For all its theatricality, obvious setups, and stylised aesthetic, absurdity is still concerned with a form of truth. Absurdity implicitly admits to the limits of a situation and articulates the tension between the desire to transcend and the failure of this ambition. By this measure, architecture is absurd as concept, as process, as product. Yet a chronicle of absurdist architecture – or what we will term Extro-Architecture – would form nothing but a small pamphlet or footnote in a history of our profession. Though architecture often operates within the realm of absurdity, it rarely recognises its own absurdity.

For us, this will be an architecture that is unified by an approach to the world rather than by a style, tectonic or aesthetic sensibility. As architects and designers, we need to change and break laws to speculate about the future, while using absurdity as a rhetorical device to describe the simultaneously idealised and doomed condition of architecture.

Alan Warburton, Escape Velocity, 2015
Alan Warburton, Escape Velocity, 2015

Live Project

Working alongside the artist and animator Alan Warburton, ADS4 will use this year’s Live Project to explore the key ontological difference between live-action (film) and animation. Working to a brief developed by Warburton, students will explore the limits of plausible impossibility offered by the cartoon landscape.

The global lockdown has called into question what we consider to be ‘live’. We are in a moment when virtual reality has become indistinguishable from its double – a believable image needs to look imperfect, or else it will be unconvincing. Just as ZOOM tutorials have replaced conversations, animation inverts our conception of movement in a manner that destabilises our understanding of conventional natural laws.

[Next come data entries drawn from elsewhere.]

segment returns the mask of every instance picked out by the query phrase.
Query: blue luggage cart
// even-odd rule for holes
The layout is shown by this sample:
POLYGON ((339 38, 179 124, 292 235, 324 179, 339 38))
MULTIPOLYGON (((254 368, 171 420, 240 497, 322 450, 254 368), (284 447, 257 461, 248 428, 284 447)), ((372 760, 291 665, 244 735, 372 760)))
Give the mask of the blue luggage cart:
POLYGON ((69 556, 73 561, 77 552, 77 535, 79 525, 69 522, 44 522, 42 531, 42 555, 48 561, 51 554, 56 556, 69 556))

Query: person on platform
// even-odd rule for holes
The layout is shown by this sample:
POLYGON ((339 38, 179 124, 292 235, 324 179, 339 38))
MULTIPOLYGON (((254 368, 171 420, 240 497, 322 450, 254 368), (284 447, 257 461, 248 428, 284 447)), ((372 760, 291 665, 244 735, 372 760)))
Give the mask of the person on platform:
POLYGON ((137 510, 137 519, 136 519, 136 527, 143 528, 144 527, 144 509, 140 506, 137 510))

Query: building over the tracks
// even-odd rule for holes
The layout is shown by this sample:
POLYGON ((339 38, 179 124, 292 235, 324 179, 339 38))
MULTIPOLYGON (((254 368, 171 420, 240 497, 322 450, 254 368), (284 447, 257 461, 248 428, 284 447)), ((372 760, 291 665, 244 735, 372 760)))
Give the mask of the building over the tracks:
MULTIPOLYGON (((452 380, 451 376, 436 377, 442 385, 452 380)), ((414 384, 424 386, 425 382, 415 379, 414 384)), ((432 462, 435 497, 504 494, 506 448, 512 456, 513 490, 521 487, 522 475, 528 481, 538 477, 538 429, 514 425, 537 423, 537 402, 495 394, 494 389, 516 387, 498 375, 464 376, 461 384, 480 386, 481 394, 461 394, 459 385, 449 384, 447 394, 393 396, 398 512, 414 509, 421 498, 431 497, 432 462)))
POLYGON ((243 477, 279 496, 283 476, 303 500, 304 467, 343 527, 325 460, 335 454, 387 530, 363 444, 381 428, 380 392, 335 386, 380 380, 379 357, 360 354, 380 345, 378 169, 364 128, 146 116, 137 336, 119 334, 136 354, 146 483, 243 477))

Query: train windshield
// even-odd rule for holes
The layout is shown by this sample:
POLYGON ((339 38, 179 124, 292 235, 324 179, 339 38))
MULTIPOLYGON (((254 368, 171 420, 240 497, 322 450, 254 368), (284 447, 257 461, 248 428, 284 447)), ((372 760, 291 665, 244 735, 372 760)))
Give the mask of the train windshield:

For instance, the act of projecting live-action cinema takes a movement that occurred in space and turns it into a series of static frames, which are then projected at a rate of 24 frames per second to reconstitute movement. Animation on the other hand generates the illusion of movement where there was none. Building on Warburton’s work in contemporary visual culture, in 2020/21 we will set out to break this illusion. 


Tutors

Tom Greenall has completed award-winning buildings with DSDHA, whose Christ College Secondary School was shortlisted for the Stirling Prize in 2010. He has taught Architectural Design Studio 4 (ADS4) at the RCA since 2011. Tom studied architecture at the University of Sheffield and the RCA, qualifying as an architect in 2011. Tom was made an Associate Director of London-based architectural practice DSDHA in 2013. His work has been published in over 20 languages, he has exhibited internationally, and has written for both Building and Building Design magazines.

Nicola Koller is a designer working for acclaimed fashion designer Sir Paul Smith, designing and commissioning retail spaces worldwide and running design projects of special interest to Paul. Nicola heads an in-house multidisciplinary studio of furniture designers, interior designers, industrial designers and architects. Nicola has overseen and completed over 300 projects from concept to completion with Paul Smith in 24 countries. Including major flagship projects in London, Paris, New York, Antwerp, LA, Tokyo, Seoul, Beijing and Shanghai. She graduated from Oxford Brooks University with a BA in architecture in 2000. She continued her education in architecture at the RCA, graduating with an MA in 2003.

Matteo Mastrandrea is a designer and researcher who works as an associate at Es Devlin Studio in London. He has taught Architectural Design Studio 4 (ADS4) at the RCA since 2016, and studied at the University of Cambridge (2010), University of Oxford (2013), and the RCA (2016).